毎日料理を作ってあげているのに感謝の言葉がないし、おいしいの一言もない
せっかく洗濯をしてあげたのに、「今日それ着るつもりだったから洗わないで欲しかったといわれる」
何かをしてあげたのに感謝されない、それどころか迷惑だといわれる。
そんな経験がありませんか。
感謝されないと「やってあげたのに」とイラっとすることがありますよね。
やってあげたことを迷惑だといわれると、強い怒りを感じることもあると思います。
イラっとするならやらなければいいのですが、食事を作ったり、洗濯をしたりするのは、やめるわけにはいきません。
では、どうすればイラっとせずにすむのでしょうか。
感謝のことばも、ねぎらいのことばもないのは、「していることを認識していて、あえて感謝しない」のではなく、「していることを認識していない」だけのこと。
『家族のトリセツ』 黒川伊保子
やってあげているとわかっているのに感謝してくれないと思うと、イラっとします。
でも、やってあげていることをわかっていないから感謝しないのだと思うと、「知らなかったなら仕方がない」と思えてくるのではないでしょうか。

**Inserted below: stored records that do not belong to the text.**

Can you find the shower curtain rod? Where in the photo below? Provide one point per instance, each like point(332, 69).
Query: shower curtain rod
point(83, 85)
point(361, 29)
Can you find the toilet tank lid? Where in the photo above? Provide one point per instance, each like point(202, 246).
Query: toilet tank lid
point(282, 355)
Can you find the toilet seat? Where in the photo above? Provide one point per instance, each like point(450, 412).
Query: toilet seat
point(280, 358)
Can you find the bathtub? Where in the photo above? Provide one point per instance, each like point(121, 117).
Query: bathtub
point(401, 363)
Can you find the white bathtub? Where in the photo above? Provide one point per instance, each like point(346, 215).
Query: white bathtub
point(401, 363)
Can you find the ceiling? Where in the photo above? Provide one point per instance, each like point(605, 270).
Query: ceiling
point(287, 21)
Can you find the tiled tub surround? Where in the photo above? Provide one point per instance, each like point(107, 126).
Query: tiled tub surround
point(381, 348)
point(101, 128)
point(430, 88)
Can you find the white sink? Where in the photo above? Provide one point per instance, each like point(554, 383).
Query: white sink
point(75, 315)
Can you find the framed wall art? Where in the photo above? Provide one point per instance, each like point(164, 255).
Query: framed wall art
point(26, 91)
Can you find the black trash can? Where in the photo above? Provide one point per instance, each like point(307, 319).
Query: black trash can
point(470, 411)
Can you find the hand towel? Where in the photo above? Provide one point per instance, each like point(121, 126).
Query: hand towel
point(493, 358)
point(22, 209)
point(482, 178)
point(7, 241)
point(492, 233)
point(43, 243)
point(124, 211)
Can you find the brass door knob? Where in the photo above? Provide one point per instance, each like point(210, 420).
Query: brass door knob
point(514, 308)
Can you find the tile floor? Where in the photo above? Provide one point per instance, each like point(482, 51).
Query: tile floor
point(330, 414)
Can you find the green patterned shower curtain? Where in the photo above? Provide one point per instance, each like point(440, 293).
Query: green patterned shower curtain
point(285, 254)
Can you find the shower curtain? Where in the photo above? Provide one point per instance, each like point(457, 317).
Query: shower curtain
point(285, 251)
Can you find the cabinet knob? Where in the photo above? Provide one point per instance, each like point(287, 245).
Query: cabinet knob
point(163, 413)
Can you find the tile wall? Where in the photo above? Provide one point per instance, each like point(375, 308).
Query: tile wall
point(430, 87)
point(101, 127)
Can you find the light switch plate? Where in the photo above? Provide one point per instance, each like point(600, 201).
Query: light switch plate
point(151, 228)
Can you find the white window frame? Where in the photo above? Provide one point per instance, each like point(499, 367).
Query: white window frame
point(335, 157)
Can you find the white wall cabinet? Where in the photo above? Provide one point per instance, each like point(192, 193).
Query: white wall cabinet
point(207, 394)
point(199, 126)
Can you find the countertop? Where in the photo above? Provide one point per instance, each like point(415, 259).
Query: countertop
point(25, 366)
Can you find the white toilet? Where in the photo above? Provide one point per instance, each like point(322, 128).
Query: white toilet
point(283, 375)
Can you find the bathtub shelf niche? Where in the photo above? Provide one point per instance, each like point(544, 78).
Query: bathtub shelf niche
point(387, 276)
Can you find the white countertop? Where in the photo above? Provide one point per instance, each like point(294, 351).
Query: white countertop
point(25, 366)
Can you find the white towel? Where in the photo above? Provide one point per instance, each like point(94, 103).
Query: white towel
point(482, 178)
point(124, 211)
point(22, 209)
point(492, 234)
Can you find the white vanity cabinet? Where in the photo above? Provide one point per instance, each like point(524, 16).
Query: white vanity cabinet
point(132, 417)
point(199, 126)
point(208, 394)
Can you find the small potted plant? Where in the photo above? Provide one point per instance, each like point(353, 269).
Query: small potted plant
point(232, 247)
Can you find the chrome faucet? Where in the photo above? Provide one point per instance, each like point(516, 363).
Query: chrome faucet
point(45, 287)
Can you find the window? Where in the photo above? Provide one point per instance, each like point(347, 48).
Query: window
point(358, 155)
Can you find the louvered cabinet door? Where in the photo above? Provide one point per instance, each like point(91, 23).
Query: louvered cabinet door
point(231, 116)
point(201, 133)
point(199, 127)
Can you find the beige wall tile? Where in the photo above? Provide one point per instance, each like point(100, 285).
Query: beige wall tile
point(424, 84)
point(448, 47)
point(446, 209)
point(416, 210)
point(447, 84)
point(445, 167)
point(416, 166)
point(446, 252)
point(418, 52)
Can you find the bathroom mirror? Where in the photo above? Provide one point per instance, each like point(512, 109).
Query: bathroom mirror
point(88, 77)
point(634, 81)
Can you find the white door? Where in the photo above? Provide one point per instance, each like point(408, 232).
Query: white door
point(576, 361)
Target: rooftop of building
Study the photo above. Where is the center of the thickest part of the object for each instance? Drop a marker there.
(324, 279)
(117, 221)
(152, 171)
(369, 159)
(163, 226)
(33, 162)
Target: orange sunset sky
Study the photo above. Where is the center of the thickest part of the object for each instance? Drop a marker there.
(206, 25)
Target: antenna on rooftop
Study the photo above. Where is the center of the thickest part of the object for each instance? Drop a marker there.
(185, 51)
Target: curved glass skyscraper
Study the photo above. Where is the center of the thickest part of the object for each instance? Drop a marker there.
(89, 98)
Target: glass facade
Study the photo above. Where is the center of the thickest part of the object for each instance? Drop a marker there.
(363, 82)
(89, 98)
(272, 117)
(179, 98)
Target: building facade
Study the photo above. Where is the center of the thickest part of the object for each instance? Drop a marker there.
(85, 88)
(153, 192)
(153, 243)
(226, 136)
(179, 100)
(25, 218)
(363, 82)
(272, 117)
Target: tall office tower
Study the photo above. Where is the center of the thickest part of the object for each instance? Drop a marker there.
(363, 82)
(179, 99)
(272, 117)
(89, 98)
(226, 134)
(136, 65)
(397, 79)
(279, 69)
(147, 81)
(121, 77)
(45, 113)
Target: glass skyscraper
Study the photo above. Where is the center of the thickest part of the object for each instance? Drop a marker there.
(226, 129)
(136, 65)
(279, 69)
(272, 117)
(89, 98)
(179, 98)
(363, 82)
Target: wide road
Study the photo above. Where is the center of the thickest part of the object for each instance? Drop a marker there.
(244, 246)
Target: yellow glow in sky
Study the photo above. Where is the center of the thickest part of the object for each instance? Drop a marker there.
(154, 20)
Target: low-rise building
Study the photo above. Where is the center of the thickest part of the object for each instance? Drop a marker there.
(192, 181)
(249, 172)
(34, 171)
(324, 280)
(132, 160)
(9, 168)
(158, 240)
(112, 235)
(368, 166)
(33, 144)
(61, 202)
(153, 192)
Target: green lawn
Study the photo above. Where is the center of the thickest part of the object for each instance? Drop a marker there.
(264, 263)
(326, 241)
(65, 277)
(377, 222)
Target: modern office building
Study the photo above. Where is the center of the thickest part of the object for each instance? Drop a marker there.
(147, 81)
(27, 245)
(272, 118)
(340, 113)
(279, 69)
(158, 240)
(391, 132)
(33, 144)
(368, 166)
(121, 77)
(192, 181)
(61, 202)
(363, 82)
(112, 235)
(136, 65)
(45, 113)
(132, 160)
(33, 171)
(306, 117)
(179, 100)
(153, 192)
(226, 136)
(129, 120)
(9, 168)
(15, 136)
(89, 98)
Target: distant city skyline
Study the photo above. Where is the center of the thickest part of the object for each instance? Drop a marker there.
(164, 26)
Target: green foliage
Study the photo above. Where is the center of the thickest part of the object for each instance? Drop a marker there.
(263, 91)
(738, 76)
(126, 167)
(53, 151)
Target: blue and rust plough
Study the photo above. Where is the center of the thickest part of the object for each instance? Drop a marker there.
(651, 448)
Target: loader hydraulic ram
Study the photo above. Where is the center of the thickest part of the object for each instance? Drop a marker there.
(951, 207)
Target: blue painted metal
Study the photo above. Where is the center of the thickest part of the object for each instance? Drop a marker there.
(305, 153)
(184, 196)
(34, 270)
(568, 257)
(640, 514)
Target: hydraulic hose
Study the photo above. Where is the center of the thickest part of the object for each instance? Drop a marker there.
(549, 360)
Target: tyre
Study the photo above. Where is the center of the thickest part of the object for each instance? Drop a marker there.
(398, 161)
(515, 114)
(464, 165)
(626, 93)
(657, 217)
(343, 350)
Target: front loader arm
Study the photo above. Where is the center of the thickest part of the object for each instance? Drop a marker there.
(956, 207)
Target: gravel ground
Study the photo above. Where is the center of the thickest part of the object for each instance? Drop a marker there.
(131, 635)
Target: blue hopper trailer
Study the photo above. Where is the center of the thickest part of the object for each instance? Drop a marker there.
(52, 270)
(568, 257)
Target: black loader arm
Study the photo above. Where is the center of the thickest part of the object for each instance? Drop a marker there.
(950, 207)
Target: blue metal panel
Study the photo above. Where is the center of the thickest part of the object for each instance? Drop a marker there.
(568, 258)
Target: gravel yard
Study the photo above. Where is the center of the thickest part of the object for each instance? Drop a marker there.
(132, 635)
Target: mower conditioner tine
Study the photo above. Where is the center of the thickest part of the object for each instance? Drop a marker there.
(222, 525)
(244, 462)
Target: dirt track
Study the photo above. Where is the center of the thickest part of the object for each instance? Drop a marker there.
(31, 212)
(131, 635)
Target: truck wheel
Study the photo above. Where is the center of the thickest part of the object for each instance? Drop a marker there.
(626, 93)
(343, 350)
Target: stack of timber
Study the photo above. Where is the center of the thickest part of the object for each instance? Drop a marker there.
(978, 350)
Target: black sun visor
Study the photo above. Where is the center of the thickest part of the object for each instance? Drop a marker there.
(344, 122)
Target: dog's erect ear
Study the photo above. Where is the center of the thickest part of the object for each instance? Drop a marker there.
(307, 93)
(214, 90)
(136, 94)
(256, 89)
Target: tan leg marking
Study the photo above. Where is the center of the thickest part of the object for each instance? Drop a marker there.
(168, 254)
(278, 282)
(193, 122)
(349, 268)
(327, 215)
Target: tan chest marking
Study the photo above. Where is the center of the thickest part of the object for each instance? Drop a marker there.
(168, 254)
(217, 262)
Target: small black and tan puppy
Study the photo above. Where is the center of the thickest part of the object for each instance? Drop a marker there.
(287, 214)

知っていてやらないのと、知らないからやらないのでは違います。
自分が子どもだったころのことを思い出してみてください。
毎日料理を作ってくれるのが当たりまえと思っていて、自分のためにやってくれているとは考えていなかったのではないでしょうか。
授業参観に来てくれるのも当たりまえと思っていませんでしたか。
授業参観にでるために、家事を早めに済ませるとか、仕事を休むとかしてくれていたはずです。
でも、子どもの自分がそんなことは考えていなかったはずです。
「してくれている」という認識がないのです。
認識していないので、感謝を伝えることはなかったのではないでしょうか。
当たりまえにやってくれていることは、「やってくれている」ということに気がつきにくいです。
「やってくれている」という認識がなければ、感謝の言葉はでてこないでしょう。
感謝の言葉がなくても、その人は悪気があったのではありません。
「やってくれている」という認識がなかっただけです。
他人を変えることは難しいです。
でも、自分の考え方を変えることはできます。
自分の考えを変えてみることで、感謝されなくてもイライラしにくくなります。
「やってあげていることを知っていながら感謝していない」のではなく、「やってあげていることを認識していない」のかもしれません。
知っているのに感謝をしないのは、「意地悪している!?」と思ってしまいたくなります。
でも、知らないのなら、「意地悪だ」とは思いませんよね。
認識していないから感謝の言葉がないのだと考え方を変えるだけで、同じ状況でも自分の気持ちは変わります。